A – Règles générales de prévention : cf. prévention technique et médicale des risques professionnels

B – Règles spécifiques d’utilisation des solvants : à partir de la connaissance de la composition des produits manipulés (fiches de données de sécurité) et des conditions d’utilisation des produits :
• Choix des solvants les moins toxiques: éliminer au maximum l’usage des solvants cancérogènes, mutagènes et toxiques pour la reproduction (groupe 1 et 2 de la CEE), éviter les solvants neurotoxiques et les solvants chlorés.
• Eliminer la proximité d’une flamme : risques d’explosion ou d’incendie
• Eviter toute dispersion dans l’air : aspiration des vapeurs à la source, travail loin d’une source de chaleur
• Eviter au maximum le contact avec les solvants : port de vêtements réservés au travail (douche), port des gants si risques de contact avec la peau, port de masques à cartouches (voire d’appareils respiratoires isolants), port de lunettes si risques de projection (toujours ôter les lentilles de contact en cas de projection oculaire et laver à l’eau tiède pendant au moins 15 minutes)

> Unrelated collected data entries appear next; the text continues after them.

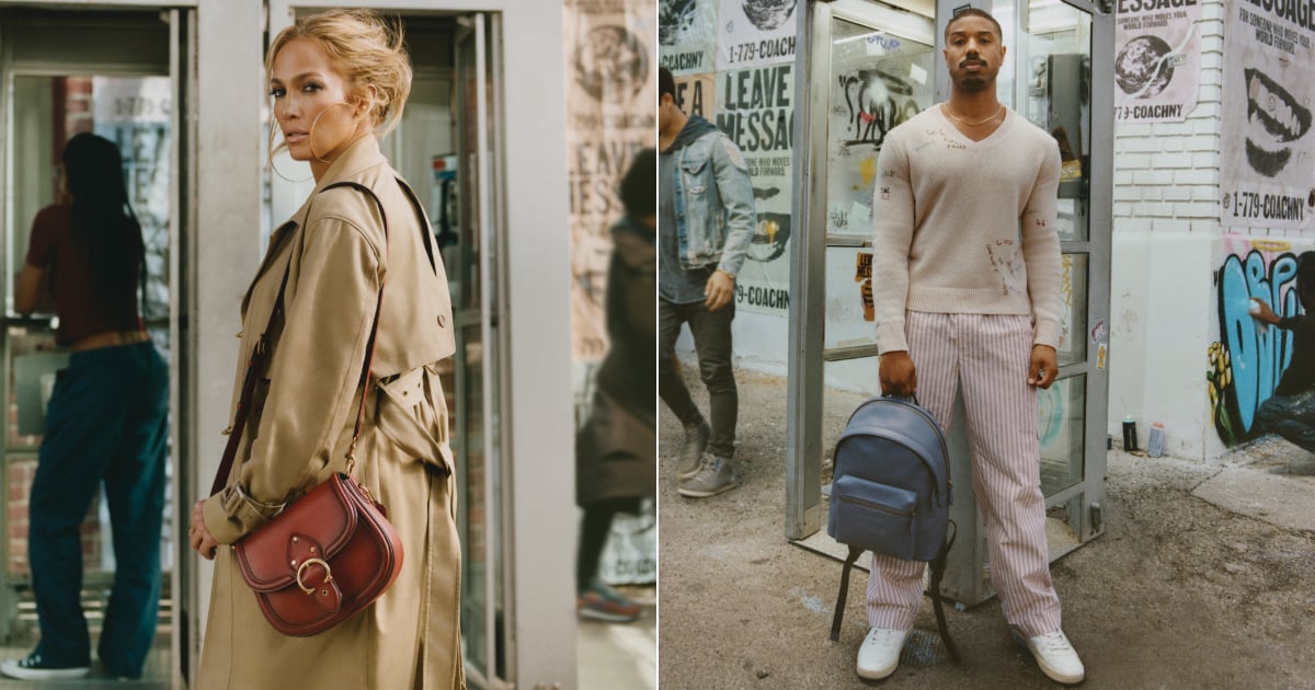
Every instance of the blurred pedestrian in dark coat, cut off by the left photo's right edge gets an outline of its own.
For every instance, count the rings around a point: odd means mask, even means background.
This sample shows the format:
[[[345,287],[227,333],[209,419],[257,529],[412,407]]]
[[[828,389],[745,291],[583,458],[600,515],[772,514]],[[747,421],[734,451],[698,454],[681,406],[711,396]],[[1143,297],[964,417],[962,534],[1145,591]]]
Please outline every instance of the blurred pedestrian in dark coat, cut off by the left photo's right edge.
[[[610,347],[589,419],[576,435],[576,501],[584,509],[576,565],[583,618],[630,622],[640,607],[604,584],[598,560],[617,513],[656,495],[654,344],[658,290],[658,155],[644,149],[621,180],[626,214],[611,227],[606,319]]]

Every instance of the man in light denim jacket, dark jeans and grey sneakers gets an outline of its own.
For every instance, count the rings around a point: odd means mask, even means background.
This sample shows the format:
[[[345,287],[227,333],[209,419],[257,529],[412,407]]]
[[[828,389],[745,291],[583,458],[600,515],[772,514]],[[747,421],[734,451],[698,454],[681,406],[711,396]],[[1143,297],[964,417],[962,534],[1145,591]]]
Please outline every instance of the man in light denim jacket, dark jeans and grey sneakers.
[[[739,396],[731,371],[735,276],[753,239],[753,185],[739,147],[709,121],[686,117],[676,81],[659,74],[658,392],[685,426],[676,465],[681,495],[704,498],[736,486]],[[676,373],[680,326],[689,323],[698,371],[707,386],[704,419]]]

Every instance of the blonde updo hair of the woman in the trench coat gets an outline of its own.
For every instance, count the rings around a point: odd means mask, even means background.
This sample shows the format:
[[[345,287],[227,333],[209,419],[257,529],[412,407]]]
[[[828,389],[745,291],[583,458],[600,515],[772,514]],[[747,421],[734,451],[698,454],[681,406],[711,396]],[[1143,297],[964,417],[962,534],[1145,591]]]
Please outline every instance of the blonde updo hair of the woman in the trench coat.
[[[270,45],[264,57],[266,79],[274,75],[274,58],[296,38],[320,45],[333,68],[345,78],[348,97],[366,97],[367,87],[375,87],[370,113],[375,135],[383,137],[397,126],[412,80],[401,22],[388,22],[370,9],[335,9],[299,17]]]

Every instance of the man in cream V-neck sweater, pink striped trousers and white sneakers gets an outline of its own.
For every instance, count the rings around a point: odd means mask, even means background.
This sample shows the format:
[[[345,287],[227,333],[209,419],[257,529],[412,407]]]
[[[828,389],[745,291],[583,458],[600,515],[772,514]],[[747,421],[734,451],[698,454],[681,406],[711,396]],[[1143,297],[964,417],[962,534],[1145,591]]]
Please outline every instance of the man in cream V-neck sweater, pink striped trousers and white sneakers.
[[[1082,681],[1060,628],[1040,490],[1036,388],[1059,373],[1060,151],[995,99],[999,24],[967,9],[945,26],[951,95],[893,129],[877,159],[873,277],[881,390],[913,396],[944,428],[967,407],[973,492],[1005,618],[1041,672]],[[919,385],[920,384],[920,385]],[[926,564],[873,555],[857,672],[885,678],[922,602]]]

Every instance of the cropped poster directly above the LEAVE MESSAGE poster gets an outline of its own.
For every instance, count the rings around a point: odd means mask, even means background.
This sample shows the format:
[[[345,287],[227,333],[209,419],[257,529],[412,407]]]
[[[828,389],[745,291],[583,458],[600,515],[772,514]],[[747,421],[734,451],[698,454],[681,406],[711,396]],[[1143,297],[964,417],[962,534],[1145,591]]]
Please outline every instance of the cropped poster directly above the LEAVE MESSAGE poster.
[[[721,1],[718,71],[794,62],[794,22],[806,9],[803,0]]]

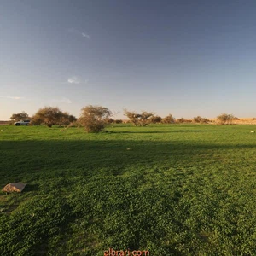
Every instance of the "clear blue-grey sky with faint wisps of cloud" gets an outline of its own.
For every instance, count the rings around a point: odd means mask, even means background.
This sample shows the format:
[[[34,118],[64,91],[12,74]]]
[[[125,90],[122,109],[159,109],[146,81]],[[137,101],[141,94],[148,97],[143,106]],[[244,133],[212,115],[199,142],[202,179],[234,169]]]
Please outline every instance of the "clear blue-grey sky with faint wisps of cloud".
[[[87,105],[256,117],[256,1],[0,0],[0,120]]]

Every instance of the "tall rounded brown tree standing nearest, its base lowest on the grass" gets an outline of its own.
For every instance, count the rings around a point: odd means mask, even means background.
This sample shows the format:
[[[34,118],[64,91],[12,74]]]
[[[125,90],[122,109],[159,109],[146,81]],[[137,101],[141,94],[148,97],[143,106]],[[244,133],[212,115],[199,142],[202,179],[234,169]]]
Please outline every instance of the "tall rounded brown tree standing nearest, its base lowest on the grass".
[[[81,109],[82,113],[79,123],[84,126],[88,132],[100,132],[108,124],[112,112],[102,106],[86,106]]]

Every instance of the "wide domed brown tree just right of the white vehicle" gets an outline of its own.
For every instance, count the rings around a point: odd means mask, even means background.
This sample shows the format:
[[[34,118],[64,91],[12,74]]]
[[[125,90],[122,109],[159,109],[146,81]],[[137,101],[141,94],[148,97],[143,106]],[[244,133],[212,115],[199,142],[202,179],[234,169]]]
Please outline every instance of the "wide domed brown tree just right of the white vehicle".
[[[67,112],[62,112],[57,107],[40,108],[37,113],[32,116],[31,125],[69,125],[76,118]]]

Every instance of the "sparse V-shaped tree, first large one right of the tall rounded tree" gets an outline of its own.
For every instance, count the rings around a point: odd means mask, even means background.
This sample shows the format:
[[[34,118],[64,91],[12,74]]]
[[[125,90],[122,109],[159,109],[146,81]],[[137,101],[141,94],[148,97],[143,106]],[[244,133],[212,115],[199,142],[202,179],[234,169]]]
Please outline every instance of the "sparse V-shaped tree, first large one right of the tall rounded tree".
[[[154,117],[154,113],[146,111],[135,113],[125,109],[124,114],[135,126],[146,126],[151,123],[151,119]]]

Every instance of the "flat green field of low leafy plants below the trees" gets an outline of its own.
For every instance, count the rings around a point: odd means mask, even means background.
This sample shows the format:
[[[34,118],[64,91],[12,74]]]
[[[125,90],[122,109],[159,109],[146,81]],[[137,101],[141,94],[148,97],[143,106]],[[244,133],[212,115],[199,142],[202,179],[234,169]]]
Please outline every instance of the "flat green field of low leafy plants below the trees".
[[[0,128],[1,255],[256,255],[253,125]]]

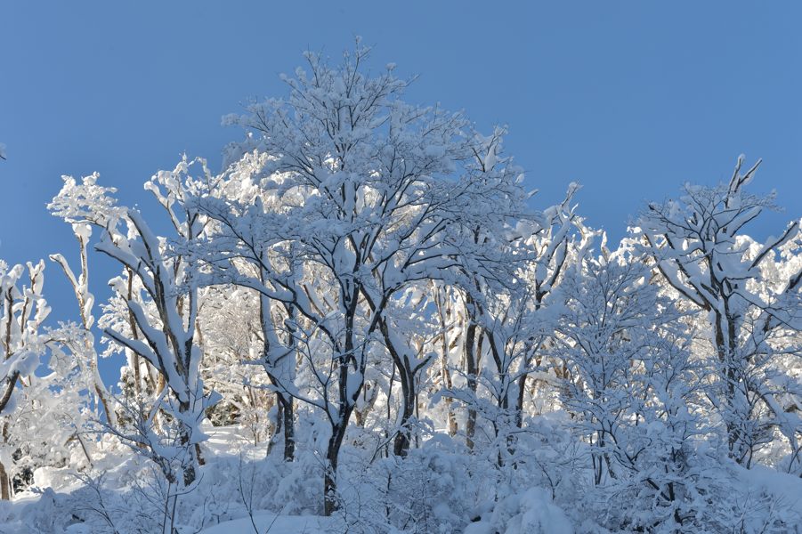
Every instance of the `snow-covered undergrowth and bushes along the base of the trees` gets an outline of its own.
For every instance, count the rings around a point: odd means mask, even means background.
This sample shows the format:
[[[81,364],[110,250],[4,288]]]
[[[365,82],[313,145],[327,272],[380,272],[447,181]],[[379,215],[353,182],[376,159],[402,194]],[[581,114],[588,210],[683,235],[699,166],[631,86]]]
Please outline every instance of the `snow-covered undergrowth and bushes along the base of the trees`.
[[[537,449],[517,455],[514,469],[466,454],[447,436],[434,436],[400,460],[369,462],[364,450],[344,449],[340,507],[322,517],[322,462],[298,450],[296,461],[248,444],[237,427],[206,427],[206,465],[191,489],[170,488],[147,460],[106,444],[93,451],[92,470],[43,467],[34,484],[0,503],[0,532],[72,534],[170,532],[410,532],[465,534],[594,534],[674,532],[660,527],[653,498],[614,482],[588,487],[587,450],[569,449],[546,422]],[[564,438],[564,436],[563,436]],[[362,440],[364,436],[352,436]],[[351,440],[349,440],[351,441]],[[711,465],[707,494],[693,503],[687,532],[797,532],[802,479],[773,469]],[[172,497],[177,495],[177,499]],[[649,523],[652,527],[649,528]],[[604,525],[620,524],[609,530]],[[629,525],[628,527],[625,525]],[[693,526],[692,526],[693,525]]]

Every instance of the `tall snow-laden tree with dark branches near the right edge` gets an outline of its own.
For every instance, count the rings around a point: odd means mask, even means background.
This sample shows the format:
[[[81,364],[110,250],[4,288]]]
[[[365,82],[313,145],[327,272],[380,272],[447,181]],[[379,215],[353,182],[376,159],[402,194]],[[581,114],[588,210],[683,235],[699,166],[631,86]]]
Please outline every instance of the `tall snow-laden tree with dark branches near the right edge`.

• Stockage des solvants : dans un lieu aéré en petites quantités
• Ne jamais pipeter à la bouche
• Ne pas manger, fumer ou boire sur le lieu même de son travail (salle de repos)
• Ne pas jeter de solvants dans les éviers (containers de récupération des déchets)

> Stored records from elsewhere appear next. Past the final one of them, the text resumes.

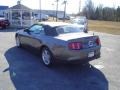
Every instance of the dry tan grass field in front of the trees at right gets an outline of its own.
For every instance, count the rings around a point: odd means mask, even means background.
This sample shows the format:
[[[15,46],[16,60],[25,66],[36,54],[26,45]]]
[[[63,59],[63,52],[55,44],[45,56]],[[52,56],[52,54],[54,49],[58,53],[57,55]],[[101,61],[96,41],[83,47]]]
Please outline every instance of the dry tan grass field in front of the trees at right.
[[[50,18],[49,21],[55,21],[56,19]],[[61,20],[58,20],[58,22]],[[65,22],[70,22],[69,20]],[[90,31],[109,33],[114,35],[120,35],[120,22],[112,21],[98,21],[98,20],[89,20],[88,29]]]

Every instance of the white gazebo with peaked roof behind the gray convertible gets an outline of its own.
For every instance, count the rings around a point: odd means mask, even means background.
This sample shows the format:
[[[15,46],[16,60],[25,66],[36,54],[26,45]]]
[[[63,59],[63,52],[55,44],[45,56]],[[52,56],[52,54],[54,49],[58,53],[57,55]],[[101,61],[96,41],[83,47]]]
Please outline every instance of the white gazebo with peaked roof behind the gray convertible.
[[[11,23],[11,26],[15,27],[28,27],[35,23],[32,18],[32,10],[17,2],[17,5],[10,7],[6,12],[6,17]]]

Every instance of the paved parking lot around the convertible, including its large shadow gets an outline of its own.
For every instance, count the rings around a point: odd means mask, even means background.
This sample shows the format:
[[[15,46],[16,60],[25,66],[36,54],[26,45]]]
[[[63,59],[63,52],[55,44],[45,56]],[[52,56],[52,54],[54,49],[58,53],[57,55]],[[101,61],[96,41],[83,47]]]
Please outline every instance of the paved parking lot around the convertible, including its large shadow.
[[[40,58],[15,47],[15,29],[0,30],[0,90],[119,90],[120,36],[100,36],[101,58],[90,64],[45,67]]]

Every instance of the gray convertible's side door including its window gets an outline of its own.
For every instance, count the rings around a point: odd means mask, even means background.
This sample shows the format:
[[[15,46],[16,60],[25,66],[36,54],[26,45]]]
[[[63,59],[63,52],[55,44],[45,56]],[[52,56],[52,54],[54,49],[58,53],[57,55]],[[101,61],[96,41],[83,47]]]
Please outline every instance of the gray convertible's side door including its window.
[[[44,35],[44,28],[42,25],[33,25],[27,32],[25,32],[24,43],[30,49],[39,49],[42,41],[41,38]]]

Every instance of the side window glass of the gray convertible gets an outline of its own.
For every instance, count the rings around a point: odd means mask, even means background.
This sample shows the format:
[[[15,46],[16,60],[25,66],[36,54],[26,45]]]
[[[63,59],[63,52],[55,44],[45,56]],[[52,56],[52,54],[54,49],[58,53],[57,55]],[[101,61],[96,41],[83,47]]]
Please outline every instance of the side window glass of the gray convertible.
[[[35,34],[44,34],[44,28],[41,25],[34,25],[29,30]]]

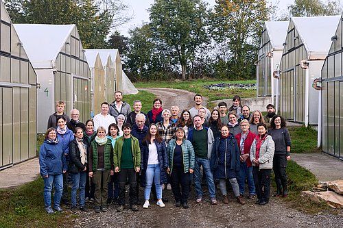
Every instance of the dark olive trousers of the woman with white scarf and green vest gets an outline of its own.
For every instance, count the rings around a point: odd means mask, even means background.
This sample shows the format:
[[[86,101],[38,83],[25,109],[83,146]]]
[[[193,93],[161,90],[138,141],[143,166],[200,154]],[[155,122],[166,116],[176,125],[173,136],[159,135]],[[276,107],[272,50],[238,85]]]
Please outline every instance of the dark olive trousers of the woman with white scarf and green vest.
[[[99,207],[100,205],[106,206],[108,196],[108,182],[110,182],[110,171],[96,170],[93,174],[93,182],[95,184],[95,207]]]

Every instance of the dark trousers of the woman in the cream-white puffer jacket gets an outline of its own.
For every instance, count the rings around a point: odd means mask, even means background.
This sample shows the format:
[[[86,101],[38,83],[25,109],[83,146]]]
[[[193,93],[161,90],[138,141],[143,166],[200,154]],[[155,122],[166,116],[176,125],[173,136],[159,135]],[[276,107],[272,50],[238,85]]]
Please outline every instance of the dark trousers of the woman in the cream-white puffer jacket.
[[[254,177],[257,198],[261,201],[269,201],[271,173],[272,169],[259,170],[258,166],[254,166],[254,168],[252,168],[252,176]]]

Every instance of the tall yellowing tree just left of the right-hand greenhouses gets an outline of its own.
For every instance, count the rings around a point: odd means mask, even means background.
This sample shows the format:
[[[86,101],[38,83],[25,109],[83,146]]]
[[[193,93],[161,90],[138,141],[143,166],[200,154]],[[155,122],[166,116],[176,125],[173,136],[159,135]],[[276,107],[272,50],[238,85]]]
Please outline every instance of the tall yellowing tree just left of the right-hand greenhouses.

• Formation du personnel : connaissance des dangers et des moyens de protection, conduite à tenir en cas d’accident

C – Mesurage des expositions professionnelles : mesurage atmosphérique des solvants au niveau des postes de travail (par exemple, pour le benzène la valeur limite à ne pas dépasser est fixée règlementairement à 1 ppm. La valeur recommandée pour le trichloréthylène est de 75 ppm) et surveillance biologique des métabolites urinaires (par exemple acide trichloracétique et trichloréthanol pour le trichloréthylène)

D – Déclaration de Maladie Professionnelle en cas d’intoxication : pour les signes communs aux solvants : tableau n°84 pour le Régime Général, tableau n°48 pour le Régime Agricole, sinon voir tableaux spécifiques des différents composés.